Zen Guerilla aus Delaware hauen einem auf ihrem aktuellen Album "Trance States In Tongues" eine kraftvolle, knallige Mixtur aus Punk, Blues und Rock 'n' Roll um die Ohren. Auf ihrem Weg ins Musikbusiness legten die Jungs auch schon einige Kilometer zurück, siedelten sie doch zuerts nach Philadelphia über, dann später nach San Francisco, wo sie auch mit dem legendären Dead Kennedys-Frontmann Jello Biafra zu tun hatten. Mehr über die Jungs im folgenden Interview.


MUM: Ich beginne mal mit einer bestimmt ganz seltenen Frage. Was bedeutet der Name Zen Guerrilla?

ZG: Er stammt aus einem Comicbuch der Fantastic Four. Das Angriffsheer Zen Guerrilla wurde versammelt, um gegen die teuflischen Truppen des Cosmos und die imperiale Zerstörung von Dr. Doom zu kämpfen.

MUM: Welche Bands haben Eure Musik beeinflußt?

ZG: Jerry Lee Lewis, Wilson Pickett, The Who, Blue Gherr, und auch Public Enemy durch das textliche Genie von Flavor Flav.

MUM: Ihr macht Musik zwischen Blues, Rock und Gospel, so steht es jedenfalls im Infoblatt zur CD. Würdet Ihr das genauso umschreiben?

ZG: Wir alle nennen das gerne Sonic Soul, oder unser Little Rock Monster.

MUM: Worüber handeln denn Eure Texte, und warum findet man sie nicht im Booklet?

ZG: Diese Scheibe handelt von einem alten, im Weltraum verlorenen Roboter und seinen täglichen Versuchen und Leiden, da er gezwungen ist, jeden Tag die gleiche Musik im gleichen Radiosender zu hören, für alle Ewigkeit. Also entschließt er sich, am Uranus links abzubiegen und genau ins Herz der Sonne zu fliegen. Ach ja, die eigene Vorstellungskraft ist schon was Tolles!

MUM: Ihr kommt aus Delaware, erzählt uns doch mal etwas über diesen Platz auf Erden.
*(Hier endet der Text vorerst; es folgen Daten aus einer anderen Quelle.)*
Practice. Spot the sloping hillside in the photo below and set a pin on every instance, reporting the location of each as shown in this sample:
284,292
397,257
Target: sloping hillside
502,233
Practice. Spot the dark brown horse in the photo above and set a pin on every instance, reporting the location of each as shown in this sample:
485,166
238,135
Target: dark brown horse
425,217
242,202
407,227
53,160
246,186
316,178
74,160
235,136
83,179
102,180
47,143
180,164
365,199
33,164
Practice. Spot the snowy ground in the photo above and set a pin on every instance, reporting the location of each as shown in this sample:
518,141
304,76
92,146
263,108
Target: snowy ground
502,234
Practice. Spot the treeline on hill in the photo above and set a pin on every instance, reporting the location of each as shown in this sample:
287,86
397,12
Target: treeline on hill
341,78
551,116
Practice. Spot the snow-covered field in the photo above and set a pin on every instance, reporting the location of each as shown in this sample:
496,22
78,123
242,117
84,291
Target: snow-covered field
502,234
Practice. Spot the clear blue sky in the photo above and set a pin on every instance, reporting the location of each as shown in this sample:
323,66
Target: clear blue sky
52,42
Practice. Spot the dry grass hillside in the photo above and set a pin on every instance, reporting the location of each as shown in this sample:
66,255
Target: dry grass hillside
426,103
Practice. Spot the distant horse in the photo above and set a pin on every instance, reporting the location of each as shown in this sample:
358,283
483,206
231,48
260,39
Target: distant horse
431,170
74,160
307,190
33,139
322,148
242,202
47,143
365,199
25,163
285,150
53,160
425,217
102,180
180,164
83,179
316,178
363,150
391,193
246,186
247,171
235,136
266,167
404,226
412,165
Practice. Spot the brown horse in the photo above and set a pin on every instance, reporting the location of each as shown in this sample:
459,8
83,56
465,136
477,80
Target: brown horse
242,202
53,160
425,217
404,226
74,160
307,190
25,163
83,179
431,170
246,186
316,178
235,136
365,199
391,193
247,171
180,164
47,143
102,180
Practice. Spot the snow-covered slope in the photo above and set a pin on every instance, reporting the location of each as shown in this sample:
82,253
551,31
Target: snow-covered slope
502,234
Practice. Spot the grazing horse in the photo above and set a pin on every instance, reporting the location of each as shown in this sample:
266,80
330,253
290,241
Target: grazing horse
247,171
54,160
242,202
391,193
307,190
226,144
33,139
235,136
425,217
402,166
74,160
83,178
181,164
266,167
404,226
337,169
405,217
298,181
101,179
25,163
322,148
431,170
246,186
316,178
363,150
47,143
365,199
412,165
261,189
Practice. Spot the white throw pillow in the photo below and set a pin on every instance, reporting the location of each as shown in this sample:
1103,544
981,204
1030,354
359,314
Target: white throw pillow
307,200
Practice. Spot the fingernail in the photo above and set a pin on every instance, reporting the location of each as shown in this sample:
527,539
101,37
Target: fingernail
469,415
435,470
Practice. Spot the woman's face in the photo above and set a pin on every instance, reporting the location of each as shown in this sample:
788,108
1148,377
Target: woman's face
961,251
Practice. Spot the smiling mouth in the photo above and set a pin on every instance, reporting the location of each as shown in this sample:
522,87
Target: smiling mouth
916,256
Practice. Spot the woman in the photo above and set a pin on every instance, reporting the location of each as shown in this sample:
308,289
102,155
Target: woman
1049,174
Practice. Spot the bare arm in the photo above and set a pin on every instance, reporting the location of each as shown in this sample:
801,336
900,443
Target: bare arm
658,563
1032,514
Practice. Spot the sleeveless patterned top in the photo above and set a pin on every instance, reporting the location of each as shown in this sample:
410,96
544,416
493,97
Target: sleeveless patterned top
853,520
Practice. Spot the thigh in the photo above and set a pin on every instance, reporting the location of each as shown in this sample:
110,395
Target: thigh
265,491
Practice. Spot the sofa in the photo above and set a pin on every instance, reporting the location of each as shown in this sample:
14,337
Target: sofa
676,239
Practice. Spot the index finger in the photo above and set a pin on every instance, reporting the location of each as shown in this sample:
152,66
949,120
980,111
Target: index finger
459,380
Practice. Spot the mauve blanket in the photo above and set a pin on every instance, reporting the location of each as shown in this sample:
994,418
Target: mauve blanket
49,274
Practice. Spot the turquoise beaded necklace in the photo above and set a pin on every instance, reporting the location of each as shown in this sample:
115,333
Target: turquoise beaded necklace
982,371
ZG: Delaware, auch bekannt als small wonder, ist der Geburtsort von Robert Crumb, Valerie Bertinelli - das ist die Frau von Edward van Halen -, George Tkarogood und den Delaware Destroyers, Heim des Pagan Motorrad Clubs, der New Wave Band Television, und von Richard Hell. Oh ja, wir haben auch Hoagie und Scrapple erfunden.

MUM: Hmm, wohl eher was für Insider. Ihr lebt jetzt in San Francisco, stimmt doch, oder? Warum gerade dort?

ZG: Ja, stimmt, und zwar wegen des wundervollen Wetters, dem Klima dort.

MUM: "Trance State In Tongues" ist Euer erstes Album auf Epitaph Europe. Seid Ihr stolz, auf Epitaph gelandet zu sein?

ZG: Wir sind da sehr stolz drauf, jetzt zur Epitaph Familie zu gehören. Sie veröffentlichen qualitativ guten Rock 'n' Roll in Europa, und wir hoffen, uns in diese Tradition einzureihen.

MUM: Was denkst Du ist die beste je gemachte Erfindung, was die schlechteste?

ZG: Das ist in etwa ein Gleichstand zwischen dem plasmischen De-Scrambler, der eine große Hilfe für Zeit- und Raumreisen sein wird, da bin ich sicher, und W. Wonkas everlasting gobstopper (hmm, Schleimstopper oder was? Grübel...). Die schlechteste Erfindung ist Claymont, delawares sehr eigenes Chili am Stiel.

MUM: Was macht Ihr in naher Zukunft?

ZG: Wir freuen uns erst einmal auf die große Europatournee mit den Hellacopters.

MUM: Welches ist Dein Lieblingslied auf Eurer Scheibe?

ZG: Unser aller Favorit ist die Maximum-Sonic-Soul-Nummer "Slow Motion Rewind".

MUM: Ich habe noch eine obligatorische Schlußfrage. Welche Frage würdet Ihr gerne mal gestellt kriegen und wie würdet Ihr sie beantworten?

ZG: Die Frage wäre: "Was habt Ihr dem Teufel versprochen?", die Antwort: "Eintrittskarten für die Philadelphia Flyers, drei Blue Oyster Cult-Bootlegs, oh ja, und eben dieses Chili am Stiel".